E4X makes working with XML in ActionScript extremely simple. Creating some XML is as easy as this:
var inventory:XML =
<inventory>
<product id="111" price="2999.99">Laptop</product>
</inventory>;
But what if you want to generate the XML dynamically and use variables as attribute values or text nodes? Just use curly braces like this:
var products:Array = new Array();
products.push({name:"Laptop", id:111, price:2999.99});
products.push({name:"Mouse", id:222, price:49.99});
products.push({name:"Phone", id:333, price:199.99});
var inventory:XML = <inventory/>;
for each (var o:Object in products)
{
inventory.appendChild(<product id={o.id} price={o.price}>{o.name}</product>);
}
The resulting XML is exactly what you’d expect:
<inventory>
<product id="111" price="2999.99">Laptop</product>
<product id="222" price="49.99">Mouse</product>
<product id="333" price="199.99">Phone</product>
</inventory>
Simple and elegant!

One thing to note is the toll dynamically generating XML takes on speed.

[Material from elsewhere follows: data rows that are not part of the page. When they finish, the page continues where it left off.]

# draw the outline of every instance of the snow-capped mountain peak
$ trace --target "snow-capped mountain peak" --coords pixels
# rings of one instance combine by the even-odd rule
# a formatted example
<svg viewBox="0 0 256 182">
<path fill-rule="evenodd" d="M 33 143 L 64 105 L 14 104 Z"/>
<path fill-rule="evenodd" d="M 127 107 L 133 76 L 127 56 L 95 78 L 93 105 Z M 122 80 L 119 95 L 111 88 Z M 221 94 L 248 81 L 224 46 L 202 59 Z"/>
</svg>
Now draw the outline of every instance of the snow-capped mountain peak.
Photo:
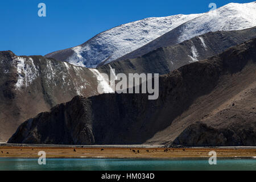
<svg viewBox="0 0 256 182">
<path fill-rule="evenodd" d="M 197 14 L 148 18 L 101 32 L 85 43 L 48 54 L 73 65 L 95 68 L 120 58 L 175 28 L 182 27 L 176 43 L 208 32 L 239 30 L 256 26 L 256 3 L 232 3 Z"/>
</svg>

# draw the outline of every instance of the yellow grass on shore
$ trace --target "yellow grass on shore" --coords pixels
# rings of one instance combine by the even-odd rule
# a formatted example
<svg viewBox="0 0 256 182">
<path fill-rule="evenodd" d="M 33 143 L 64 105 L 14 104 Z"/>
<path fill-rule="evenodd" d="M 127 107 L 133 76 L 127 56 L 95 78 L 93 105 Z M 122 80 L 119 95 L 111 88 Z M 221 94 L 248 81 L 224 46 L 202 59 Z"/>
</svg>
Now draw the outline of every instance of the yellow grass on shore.
<svg viewBox="0 0 256 182">
<path fill-rule="evenodd" d="M 220 158 L 253 158 L 255 148 L 123 148 L 123 147 L 55 147 L 0 146 L 0 158 L 38 158 L 38 152 L 44 151 L 46 157 L 102 158 L 209 158 L 209 152 L 214 151 Z"/>
</svg>

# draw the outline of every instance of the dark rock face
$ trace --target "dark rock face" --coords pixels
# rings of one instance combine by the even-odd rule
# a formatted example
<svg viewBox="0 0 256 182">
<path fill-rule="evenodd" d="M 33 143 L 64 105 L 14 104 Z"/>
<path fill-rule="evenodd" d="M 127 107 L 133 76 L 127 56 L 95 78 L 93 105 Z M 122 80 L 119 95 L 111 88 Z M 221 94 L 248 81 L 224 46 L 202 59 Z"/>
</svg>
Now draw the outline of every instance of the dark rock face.
<svg viewBox="0 0 256 182">
<path fill-rule="evenodd" d="M 195 130 L 193 126 L 189 127 L 175 142 L 185 143 L 183 136 L 190 135 L 193 137 L 187 142 L 195 145 L 255 146 L 255 130 L 251 129 L 255 129 L 256 114 L 251 108 L 256 100 L 255 46 L 256 39 L 253 39 L 208 60 L 186 65 L 160 77 L 159 97 L 156 100 L 148 100 L 147 94 L 75 97 L 22 123 L 8 142 L 160 143 L 174 140 L 196 121 L 210 120 L 210 127 L 195 124 Z M 240 92 L 245 89 L 250 90 L 250 95 L 235 102 L 240 107 L 235 108 L 232 104 L 230 107 L 247 117 L 234 117 L 225 104 L 234 103 L 230 100 L 242 95 Z M 198 106 L 201 107 L 199 110 Z M 224 114 L 220 114 L 220 110 Z M 186 115 L 193 113 L 194 118 L 184 120 Z M 209 133 L 208 135 L 195 134 L 201 130 Z M 216 132 L 217 139 L 209 140 L 216 136 Z"/>
<path fill-rule="evenodd" d="M 80 94 L 98 94 L 97 80 L 86 68 L 40 56 L 0 52 L 0 141 L 24 120 Z"/>
</svg>

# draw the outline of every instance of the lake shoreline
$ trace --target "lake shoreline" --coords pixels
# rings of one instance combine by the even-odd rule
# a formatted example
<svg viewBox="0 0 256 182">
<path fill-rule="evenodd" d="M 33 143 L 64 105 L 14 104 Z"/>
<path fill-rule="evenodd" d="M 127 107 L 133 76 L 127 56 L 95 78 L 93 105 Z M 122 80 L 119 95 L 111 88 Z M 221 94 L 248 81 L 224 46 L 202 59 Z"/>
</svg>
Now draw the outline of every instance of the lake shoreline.
<svg viewBox="0 0 256 182">
<path fill-rule="evenodd" d="M 188 159 L 209 158 L 214 151 L 220 159 L 256 159 L 256 147 L 195 147 L 166 148 L 148 145 L 63 146 L 1 144 L 1 158 L 38 158 L 44 151 L 47 158 Z"/>
</svg>

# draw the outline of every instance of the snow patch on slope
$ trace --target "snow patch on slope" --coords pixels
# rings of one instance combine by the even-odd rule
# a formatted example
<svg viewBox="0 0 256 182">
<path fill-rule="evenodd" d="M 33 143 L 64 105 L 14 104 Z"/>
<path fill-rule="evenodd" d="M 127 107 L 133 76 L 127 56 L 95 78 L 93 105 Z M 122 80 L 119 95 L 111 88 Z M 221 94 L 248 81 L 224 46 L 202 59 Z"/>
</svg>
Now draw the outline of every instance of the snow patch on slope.
<svg viewBox="0 0 256 182">
<path fill-rule="evenodd" d="M 65 61 L 77 66 L 95 68 L 102 61 L 109 63 L 139 48 L 198 16 L 191 14 L 148 18 L 121 25 L 72 48 L 74 53 Z"/>
<path fill-rule="evenodd" d="M 196 47 L 192 44 L 191 47 L 191 53 L 192 53 L 192 56 L 188 55 L 188 56 L 192 59 L 192 62 L 198 61 L 198 52 L 196 49 Z"/>
<path fill-rule="evenodd" d="M 109 80 L 105 78 L 98 70 L 96 69 L 89 69 L 89 70 L 93 73 L 98 80 L 98 89 L 101 89 L 104 93 L 114 92 L 109 84 Z"/>
<path fill-rule="evenodd" d="M 256 3 L 229 3 L 184 24 L 178 42 L 209 32 L 240 30 L 256 26 Z"/>
<path fill-rule="evenodd" d="M 17 72 L 18 75 L 16 89 L 20 90 L 21 87 L 29 86 L 38 76 L 38 70 L 34 64 L 32 58 L 26 59 L 22 57 L 16 57 L 14 62 L 17 63 Z"/>
<path fill-rule="evenodd" d="M 207 46 L 205 44 L 205 43 L 204 42 L 204 40 L 203 38 L 199 36 L 199 39 L 201 40 L 201 42 L 202 43 L 203 46 L 204 46 L 204 49 L 205 51 L 207 50 Z"/>
</svg>

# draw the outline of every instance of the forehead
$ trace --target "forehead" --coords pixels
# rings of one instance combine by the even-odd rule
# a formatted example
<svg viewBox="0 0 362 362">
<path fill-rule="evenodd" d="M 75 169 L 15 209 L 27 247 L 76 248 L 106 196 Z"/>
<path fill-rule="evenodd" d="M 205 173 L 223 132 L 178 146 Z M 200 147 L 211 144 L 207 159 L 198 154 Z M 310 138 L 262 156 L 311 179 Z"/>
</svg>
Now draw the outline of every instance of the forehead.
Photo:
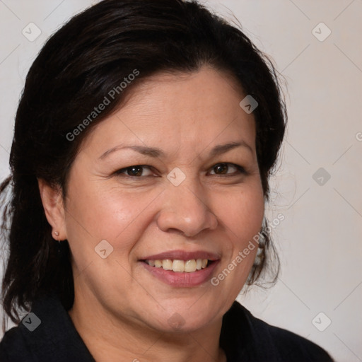
<svg viewBox="0 0 362 362">
<path fill-rule="evenodd" d="M 155 74 L 127 94 L 121 107 L 94 128 L 84 146 L 94 146 L 102 140 L 110 147 L 133 140 L 149 146 L 204 148 L 241 137 L 254 147 L 254 116 L 239 105 L 244 97 L 232 77 L 210 67 Z"/>
</svg>

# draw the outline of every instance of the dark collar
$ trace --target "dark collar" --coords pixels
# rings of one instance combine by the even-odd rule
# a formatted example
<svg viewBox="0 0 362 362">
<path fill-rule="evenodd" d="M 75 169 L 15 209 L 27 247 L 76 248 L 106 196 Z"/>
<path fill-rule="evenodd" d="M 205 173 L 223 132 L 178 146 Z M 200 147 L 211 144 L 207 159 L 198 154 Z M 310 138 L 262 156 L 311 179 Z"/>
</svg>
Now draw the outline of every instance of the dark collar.
<svg viewBox="0 0 362 362">
<path fill-rule="evenodd" d="M 52 356 L 54 362 L 95 362 L 55 294 L 39 296 L 33 303 L 31 312 L 40 320 L 40 325 L 33 332 L 23 322 L 19 327 L 26 345 L 37 351 L 39 361 L 47 361 Z M 220 345 L 228 362 L 279 360 L 266 327 L 268 325 L 257 321 L 259 320 L 236 301 L 224 315 Z"/>
</svg>

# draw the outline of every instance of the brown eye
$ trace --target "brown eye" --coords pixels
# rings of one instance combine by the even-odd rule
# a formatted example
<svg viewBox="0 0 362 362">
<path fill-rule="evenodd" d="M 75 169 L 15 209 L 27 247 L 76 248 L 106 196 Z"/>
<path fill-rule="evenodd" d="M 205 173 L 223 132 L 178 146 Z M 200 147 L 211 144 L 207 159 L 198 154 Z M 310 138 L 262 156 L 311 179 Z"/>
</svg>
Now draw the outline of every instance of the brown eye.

In your example, it would be twice as fast to generate an XML String first, then convert it to XML using: inventory = new XML (xmlString); Some examples show up to 200x speed increases when converting a string to XML: http://jacksondunstan.com/articles/387
Does this mechanism take care of escaping characters that wouldn’t otherwise be valid in XML?